By Hua Shengdun in Washington | China Daily USA | Updated: 2015-07-24 11:14

The "father" of the China-led Asian Infrastructure Investment Bank said he was motivated by three factors in bringing the concept to reality.

Zheng Xinli, deputy director of the Economic Committee of the Chinese People's Political Consultative Conference, said on Tuesday that he began mulling the prospect of the AIIB in 2009, because he saw a huge need for infrastructure development in Asia.

"I made the proposal for three main reasons," Zheng said at a Brookings Institution event in Washington. "The infrastructural need in Asia is huge, which the current World Bank and Asia Development Bank fail to satisfy; China has huge foreign reserves that could be put into good use; China is a big country in Asia, and we should help our neighbors so they could get on the wagon of development and transform the vast resources of Asian countries into development opportunities."

Sun Yun, a Chinese foreign policy expert, said that the AIIB has evolved in response to international input.

"AIIB provides us with an example of how China's behavior can be shaped by the collective efforts of the international community," said Sun, a senior associate at the Stimson Center.

Sun shared her research findings on AIIB at a panel discussing regional and institutional perspectives of the new multilateral development bank (MDB) led by China.
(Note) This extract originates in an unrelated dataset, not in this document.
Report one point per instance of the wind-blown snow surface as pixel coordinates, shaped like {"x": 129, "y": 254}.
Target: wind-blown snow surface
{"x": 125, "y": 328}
The panel, joined by several foreign policy researchers and economists, was held Wednesday at the Sasakawa Peace Foundation USA in Washington.

The World Bank and the Asian Development Bank are the two most prominent among the around 20 MDBs in the world. Apart from those two, most MDBs in the current global system are led by developing countries.

According to Japanese scholar Masahiro Kawai, public policy professor at the University of Tokyo, what makes the new AIIB special is that it is relatively large, in terms of members and capital.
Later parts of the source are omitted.